Long-Term Care Survey Alert

Regulations:

Expect Revisions to Medicare Benefit Policy Manual

Necessity, not improvement, will be the criterion for therapy reimbursement.

The landmark court decision for Jimmo v. Sebelius spells good news for your SNF. Medicare reimbursement for your skilled nursing facility’s (SNF’s) therapy services is no longer at stake if your patient does not improve. 

The scoop: The plaintiffs in Jimmo v. Sebelius (consisting of several health organizations, spearheaded by the Center for Medicare Advocacy) had charged that the so-called “improvement standard” violated Medicare law, stated Marsha Greenfield, vice president of legislative affairs for Washington, DC-based Leading Age, in a recent analysis. Although CMS entered into a settlement with the plaintiffs, the government did not admit any wrongdoing or that the standard even existed.

Anticipate These Medicare Manual Revisions

As part of the settlement agreement, the Centers for Medicare & Medicaid Services (CMS) has agreed to revise the Medicare Benefit Policy Manual, according to Judy Wilhide Brandt, of Judy Wilhide Consulting, Inc. Under the new manual clarifications, such coverage depends not on the resident’s restoration potential, but on whether skilled care is required, along with the underlying necessity of the services, Brandt said in a Dec. 10 blog posting.

What this means: CMS is rewriting the Medicare Benefit Policy Manual “to clarify that there is no requirement for improvement, and that Medicare will cover SNF, home health and outpatient therapy needed to maintain the beneficiary’s current condition or to prevent/slow deterioration,” Greenfield explained. CMS has also included in the manual rules to this effect, which you can view at www.cms.gov/Regulations-and-Guidance/Guidance/Transmittals/Downloads/R176BP.pdf.

“As a result, Medicare beneficiaries with disabilities or chronic conditions such as multiple sclerosis, Parkinson’s disease, stroke, and paralysis will qualify for Medicare benefits for physical, speech and occupational therapy, and skilled nursing services regardless of whether their condition is expected to improve,” Greenfield wrote.

Understand Restorative/Rehabilitative Vs. Maintenance Therapy

Expect the official manual revisions to include a clear divide between “restorative/rehabilitative therapy” and “maintenance therapy.” In a Dec. 13, 2013 MLN Matters document, CMS explains these two terms as follows:

  • Restorative/rehabilitative therapy — “In evaluating a claim for skilled therapy that is restorative/rehabilitative (i.e., whose goal and/or purpose is to reverse, in whole or in part, a previous loss of function), it would be entirely appropriate to consider the beneficiary’s potential for improvement from the services. We note that such a consideration must always be made in the IRF [Independent Rehabilitation Facility] setting, where skilled therapy must be reasonably expected to improve the patient’s functional capacity or adaptation to impairments in order to be covered.”
  • Maintenance therapy — “Even if no improvement is expected, under the SNF, HH [home health], and OPT [outpatient therapy] coverage standards, skilled therapy services are covered when an individualized assessment of the patient’s condition demonstrates that skilled care is necessary for the performance of a safe and effective maintenance program to maintain the patient’s current condition or prevent or slow further deterioration. Skilled maintenance therapy may be covered when the particular patient’s special medical complications or the complexity of the therapy procedures require skilled care.”

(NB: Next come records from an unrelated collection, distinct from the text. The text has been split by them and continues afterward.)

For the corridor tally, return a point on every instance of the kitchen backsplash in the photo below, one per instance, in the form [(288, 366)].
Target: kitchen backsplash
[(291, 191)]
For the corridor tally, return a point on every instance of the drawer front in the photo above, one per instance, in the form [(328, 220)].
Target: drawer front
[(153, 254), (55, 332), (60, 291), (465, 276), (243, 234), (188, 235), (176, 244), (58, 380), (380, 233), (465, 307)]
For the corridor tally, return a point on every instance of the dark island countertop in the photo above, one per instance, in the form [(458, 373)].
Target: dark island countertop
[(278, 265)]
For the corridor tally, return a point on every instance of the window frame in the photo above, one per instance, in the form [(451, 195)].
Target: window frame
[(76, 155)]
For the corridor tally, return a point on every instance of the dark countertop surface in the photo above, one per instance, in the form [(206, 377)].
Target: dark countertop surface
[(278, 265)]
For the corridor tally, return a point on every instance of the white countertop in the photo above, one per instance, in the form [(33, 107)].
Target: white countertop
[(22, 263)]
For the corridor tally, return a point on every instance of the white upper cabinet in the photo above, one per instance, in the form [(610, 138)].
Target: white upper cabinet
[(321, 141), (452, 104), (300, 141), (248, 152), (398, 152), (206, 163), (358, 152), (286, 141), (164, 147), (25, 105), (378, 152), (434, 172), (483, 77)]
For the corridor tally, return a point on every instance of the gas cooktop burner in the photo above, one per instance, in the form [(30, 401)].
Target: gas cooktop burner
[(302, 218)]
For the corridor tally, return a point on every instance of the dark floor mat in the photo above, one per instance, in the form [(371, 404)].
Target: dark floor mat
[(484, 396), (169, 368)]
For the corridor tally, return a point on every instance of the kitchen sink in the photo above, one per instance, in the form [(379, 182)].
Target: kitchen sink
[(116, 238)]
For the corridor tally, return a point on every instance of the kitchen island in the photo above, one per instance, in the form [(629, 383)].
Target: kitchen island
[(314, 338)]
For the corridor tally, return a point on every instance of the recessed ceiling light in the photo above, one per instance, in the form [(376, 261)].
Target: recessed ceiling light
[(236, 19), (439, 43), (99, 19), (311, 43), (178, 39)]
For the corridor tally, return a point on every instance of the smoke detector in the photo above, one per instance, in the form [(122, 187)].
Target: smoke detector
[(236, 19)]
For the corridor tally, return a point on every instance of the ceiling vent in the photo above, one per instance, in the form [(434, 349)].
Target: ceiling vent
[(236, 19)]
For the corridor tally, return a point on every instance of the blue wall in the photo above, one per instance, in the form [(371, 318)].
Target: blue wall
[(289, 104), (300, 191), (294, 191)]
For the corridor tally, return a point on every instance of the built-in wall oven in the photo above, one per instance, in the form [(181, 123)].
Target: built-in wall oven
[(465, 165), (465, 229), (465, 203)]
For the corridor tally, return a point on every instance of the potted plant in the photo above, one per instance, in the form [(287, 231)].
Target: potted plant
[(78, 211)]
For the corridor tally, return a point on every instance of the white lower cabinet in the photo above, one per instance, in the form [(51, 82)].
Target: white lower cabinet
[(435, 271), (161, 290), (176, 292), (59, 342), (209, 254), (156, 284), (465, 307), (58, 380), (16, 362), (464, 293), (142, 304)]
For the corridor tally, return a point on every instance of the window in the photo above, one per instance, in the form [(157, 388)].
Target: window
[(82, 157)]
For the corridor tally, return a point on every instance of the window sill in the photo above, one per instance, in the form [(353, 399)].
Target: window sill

Pay Attention to Documentation Guidance for Skilled Care

What’s more: In addition to clarifying that the “no improvement” standard does not exist, parts of the revised manual now include additional material on the role of appropriate documentation in claims involving skilled care, Brandt said. Although the Jimmo settlement does not specifically reference documentation requirements, CMS has decided to use the manual revision as an opportunity to offer additional guidance in this area.

“Coverage determinations must consider the entirety of the clinical evidence in the file, and our enhanced guidance on documentation is intended simply to assist providers in their efforts to identify and include the kind of clinical information that can most effectively serve to support a finding that skilled care is needed and received,” CMS stated.

Look ahead: Expect to see an aggressive educational campaign by CMS in the months to come, including written materials and interactive forums to educate providers and Medicare contractors about the manual changes, Greenfield noted.

CMS listed an effective date of Jan. 7, 2014 for the transmittal and MLN Matters document released on Dec. 13, 2013. You can access the document at www.cms.gov/Outreach-and-Education/Medicare-Learning-Network-MLN/MLNMattersArticles/Downloads/MM8458.pdf.